Sua exploração em caráter permanente poderá ser feita apenas em casas de bingo, permitindo-se a municípios e ao Distrito Federal explorarem esses jogos em estádios com capacidade acima de 15 mil torcedores.

As casas de bingo deverão ter capital mínimo de R$ 10 milhões. A área mínima é de 1,5 mil metros quadrados, onde poderão ficar até 400 máquinas de vídeo bingos. Caça-níqueis serão proibidos.

Será credenciada, no máximo, uma casa de bingo a cada 150 mil habitantes. Os lugares licenciados contarão com autorização de 25 anos, renováveis por igual período.

Jogo do bicho

Serão exigidos todos os registros da licenciada, seja de apostas ou de extração, sejam informatizados e com possibilidade de acesso em tempo real (online) pela União, por meio do Sistema de Auditoria e Controle (SAC).

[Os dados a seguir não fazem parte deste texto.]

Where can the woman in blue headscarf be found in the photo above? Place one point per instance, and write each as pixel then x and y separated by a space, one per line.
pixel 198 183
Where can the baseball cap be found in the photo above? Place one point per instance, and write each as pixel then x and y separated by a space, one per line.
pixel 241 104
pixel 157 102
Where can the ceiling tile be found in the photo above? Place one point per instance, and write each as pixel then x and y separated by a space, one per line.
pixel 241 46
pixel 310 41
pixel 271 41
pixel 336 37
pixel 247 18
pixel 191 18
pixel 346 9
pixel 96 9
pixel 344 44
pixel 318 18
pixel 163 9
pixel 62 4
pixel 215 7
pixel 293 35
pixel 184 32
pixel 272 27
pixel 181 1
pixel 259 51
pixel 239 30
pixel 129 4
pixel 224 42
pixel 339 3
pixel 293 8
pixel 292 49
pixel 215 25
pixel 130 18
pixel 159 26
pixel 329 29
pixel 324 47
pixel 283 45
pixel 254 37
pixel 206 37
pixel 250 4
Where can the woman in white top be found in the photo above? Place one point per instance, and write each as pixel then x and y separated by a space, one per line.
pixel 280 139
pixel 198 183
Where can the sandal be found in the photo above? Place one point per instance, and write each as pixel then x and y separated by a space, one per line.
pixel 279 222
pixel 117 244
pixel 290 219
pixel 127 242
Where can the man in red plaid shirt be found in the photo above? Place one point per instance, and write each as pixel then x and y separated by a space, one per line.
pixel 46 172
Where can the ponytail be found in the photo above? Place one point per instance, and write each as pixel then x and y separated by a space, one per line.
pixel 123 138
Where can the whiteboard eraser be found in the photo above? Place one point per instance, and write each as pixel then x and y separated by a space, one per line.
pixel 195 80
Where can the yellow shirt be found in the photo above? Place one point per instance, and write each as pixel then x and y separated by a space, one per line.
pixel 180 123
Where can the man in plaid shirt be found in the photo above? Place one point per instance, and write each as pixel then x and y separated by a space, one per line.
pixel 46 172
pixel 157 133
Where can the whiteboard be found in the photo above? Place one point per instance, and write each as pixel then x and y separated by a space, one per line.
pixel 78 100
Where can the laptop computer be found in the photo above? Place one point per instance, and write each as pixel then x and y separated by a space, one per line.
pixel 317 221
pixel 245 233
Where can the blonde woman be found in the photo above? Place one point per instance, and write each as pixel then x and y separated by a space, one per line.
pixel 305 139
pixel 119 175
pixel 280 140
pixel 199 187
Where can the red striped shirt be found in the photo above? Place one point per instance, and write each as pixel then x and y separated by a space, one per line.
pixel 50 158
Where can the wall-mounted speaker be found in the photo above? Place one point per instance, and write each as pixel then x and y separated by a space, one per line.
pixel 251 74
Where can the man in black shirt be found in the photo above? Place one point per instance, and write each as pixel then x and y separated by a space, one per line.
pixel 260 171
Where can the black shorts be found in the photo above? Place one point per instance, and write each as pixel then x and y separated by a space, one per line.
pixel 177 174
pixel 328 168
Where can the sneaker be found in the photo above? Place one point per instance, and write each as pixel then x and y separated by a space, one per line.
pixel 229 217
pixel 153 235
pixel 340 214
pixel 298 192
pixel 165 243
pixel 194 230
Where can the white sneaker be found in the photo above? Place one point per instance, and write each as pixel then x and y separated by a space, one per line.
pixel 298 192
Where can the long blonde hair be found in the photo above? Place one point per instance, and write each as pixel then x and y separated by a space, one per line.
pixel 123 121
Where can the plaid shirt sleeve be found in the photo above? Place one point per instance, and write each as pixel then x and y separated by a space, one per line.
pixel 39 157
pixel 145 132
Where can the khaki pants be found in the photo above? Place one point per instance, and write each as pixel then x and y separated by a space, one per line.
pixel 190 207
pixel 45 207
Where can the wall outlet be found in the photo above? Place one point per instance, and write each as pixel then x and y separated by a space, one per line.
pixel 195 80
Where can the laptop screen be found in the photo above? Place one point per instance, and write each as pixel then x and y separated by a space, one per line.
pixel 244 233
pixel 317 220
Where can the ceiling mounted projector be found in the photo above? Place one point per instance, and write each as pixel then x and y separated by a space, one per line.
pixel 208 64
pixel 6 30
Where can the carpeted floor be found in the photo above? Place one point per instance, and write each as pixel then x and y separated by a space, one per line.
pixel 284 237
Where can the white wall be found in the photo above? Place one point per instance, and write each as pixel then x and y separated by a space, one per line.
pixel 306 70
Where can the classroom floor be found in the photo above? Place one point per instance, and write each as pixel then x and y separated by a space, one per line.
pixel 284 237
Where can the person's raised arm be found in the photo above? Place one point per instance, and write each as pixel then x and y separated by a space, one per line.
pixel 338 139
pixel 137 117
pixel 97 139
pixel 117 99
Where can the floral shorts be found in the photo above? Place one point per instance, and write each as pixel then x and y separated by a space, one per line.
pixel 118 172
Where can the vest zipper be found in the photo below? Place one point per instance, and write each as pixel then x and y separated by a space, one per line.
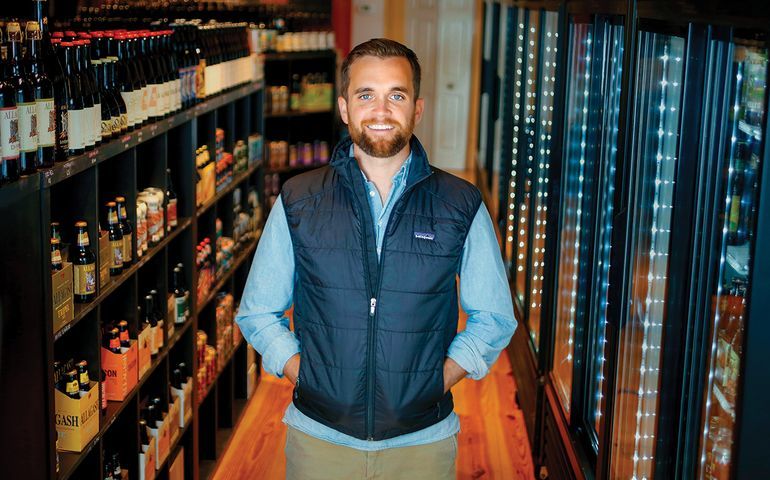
pixel 373 302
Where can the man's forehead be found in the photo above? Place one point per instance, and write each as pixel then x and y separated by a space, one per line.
pixel 390 72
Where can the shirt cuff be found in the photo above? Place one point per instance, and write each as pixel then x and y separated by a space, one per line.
pixel 462 351
pixel 280 350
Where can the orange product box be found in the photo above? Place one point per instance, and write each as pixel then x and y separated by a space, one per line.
pixel 77 419
pixel 121 371
pixel 144 352
pixel 147 462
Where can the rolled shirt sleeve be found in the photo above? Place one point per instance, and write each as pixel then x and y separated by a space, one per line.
pixel 269 293
pixel 485 297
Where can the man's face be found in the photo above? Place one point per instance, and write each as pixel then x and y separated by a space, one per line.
pixel 380 109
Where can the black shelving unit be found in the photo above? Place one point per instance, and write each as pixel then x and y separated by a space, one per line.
pixel 298 126
pixel 77 189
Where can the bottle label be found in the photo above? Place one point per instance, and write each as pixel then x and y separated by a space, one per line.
pixel 85 279
pixel 56 256
pixel 107 126
pixel 200 80
pixel 9 132
pixel 117 253
pixel 83 239
pixel 27 126
pixel 77 119
pixel 62 126
pixel 46 118
pixel 127 244
pixel 171 213
pixel 180 310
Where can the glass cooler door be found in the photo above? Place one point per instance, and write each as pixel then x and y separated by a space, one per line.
pixel 652 152
pixel 743 145
pixel 541 167
pixel 593 103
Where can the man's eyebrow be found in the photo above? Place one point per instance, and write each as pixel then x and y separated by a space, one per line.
pixel 399 89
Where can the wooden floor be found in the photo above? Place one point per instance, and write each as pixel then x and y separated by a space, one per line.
pixel 493 441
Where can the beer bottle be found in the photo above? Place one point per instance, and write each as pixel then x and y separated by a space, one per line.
pixel 9 132
pixel 181 309
pixel 107 475
pixel 126 230
pixel 117 244
pixel 83 380
pixel 117 472
pixel 171 203
pixel 113 340
pixel 56 263
pixel 75 122
pixel 25 101
pixel 144 437
pixel 160 315
pixel 44 97
pixel 125 342
pixel 149 319
pixel 84 262
pixel 56 230
pixel 71 385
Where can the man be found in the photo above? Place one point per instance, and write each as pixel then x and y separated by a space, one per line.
pixel 368 250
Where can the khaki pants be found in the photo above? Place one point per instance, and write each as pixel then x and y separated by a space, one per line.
pixel 308 458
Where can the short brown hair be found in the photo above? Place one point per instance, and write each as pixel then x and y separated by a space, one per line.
pixel 381 48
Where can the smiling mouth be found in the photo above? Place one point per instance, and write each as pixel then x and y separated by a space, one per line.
pixel 380 127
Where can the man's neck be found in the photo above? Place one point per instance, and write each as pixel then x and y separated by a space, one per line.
pixel 381 171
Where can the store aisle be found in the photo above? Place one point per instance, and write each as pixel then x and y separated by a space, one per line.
pixel 493 441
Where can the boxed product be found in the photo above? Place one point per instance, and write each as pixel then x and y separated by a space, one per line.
pixel 176 470
pixel 144 354
pixel 62 288
pixel 121 370
pixel 147 462
pixel 77 419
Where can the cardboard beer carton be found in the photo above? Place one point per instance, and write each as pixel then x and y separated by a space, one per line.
pixel 176 470
pixel 147 462
pixel 62 289
pixel 77 420
pixel 121 371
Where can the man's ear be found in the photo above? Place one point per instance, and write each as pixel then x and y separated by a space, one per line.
pixel 419 108
pixel 343 106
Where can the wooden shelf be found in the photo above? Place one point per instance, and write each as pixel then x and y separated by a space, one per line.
pixel 114 409
pixel 83 309
pixel 305 55
pixel 77 164
pixel 297 113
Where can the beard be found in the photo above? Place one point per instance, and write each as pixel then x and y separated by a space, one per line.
pixel 382 147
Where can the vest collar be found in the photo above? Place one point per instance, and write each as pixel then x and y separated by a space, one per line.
pixel 344 164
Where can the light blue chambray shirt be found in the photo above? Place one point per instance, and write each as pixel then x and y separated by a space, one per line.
pixel 484 296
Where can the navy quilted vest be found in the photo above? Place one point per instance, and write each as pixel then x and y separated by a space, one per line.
pixel 374 334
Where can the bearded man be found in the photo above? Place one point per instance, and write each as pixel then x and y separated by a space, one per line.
pixel 369 250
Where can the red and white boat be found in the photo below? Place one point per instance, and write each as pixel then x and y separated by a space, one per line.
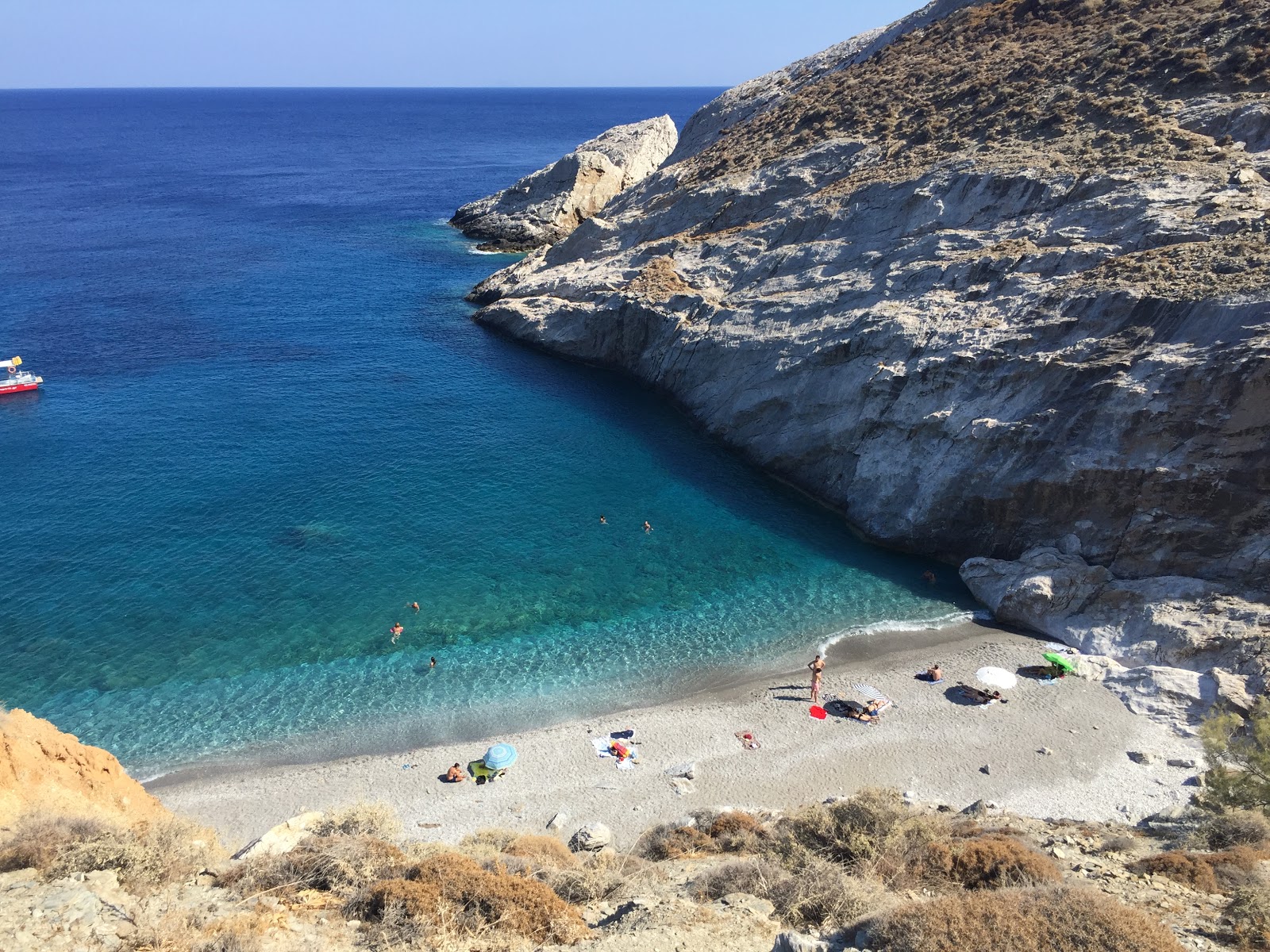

Os interessados deverão apresentar capital social mínimo de R$ 10 milhões e reserva de recursos em garantia para pagamento das obrigações, podendo ser na forma de caução em dinheiro, seguro-garantia ou fiança bancária.

O credenciamento será por prazo de 25 anos, renovável por igual período. Poderá haver, no máximo, uma operadora desse jogo a cada 700 mil habitantes do estado ou DF. Naqueles com menos de 700 mil habitantes, deverá haver apenas uma credenciada para o jogo do bicho.

O resgate de prêmios até o limite de isenção do Imposto de Renda não precisará de identificação do apostador.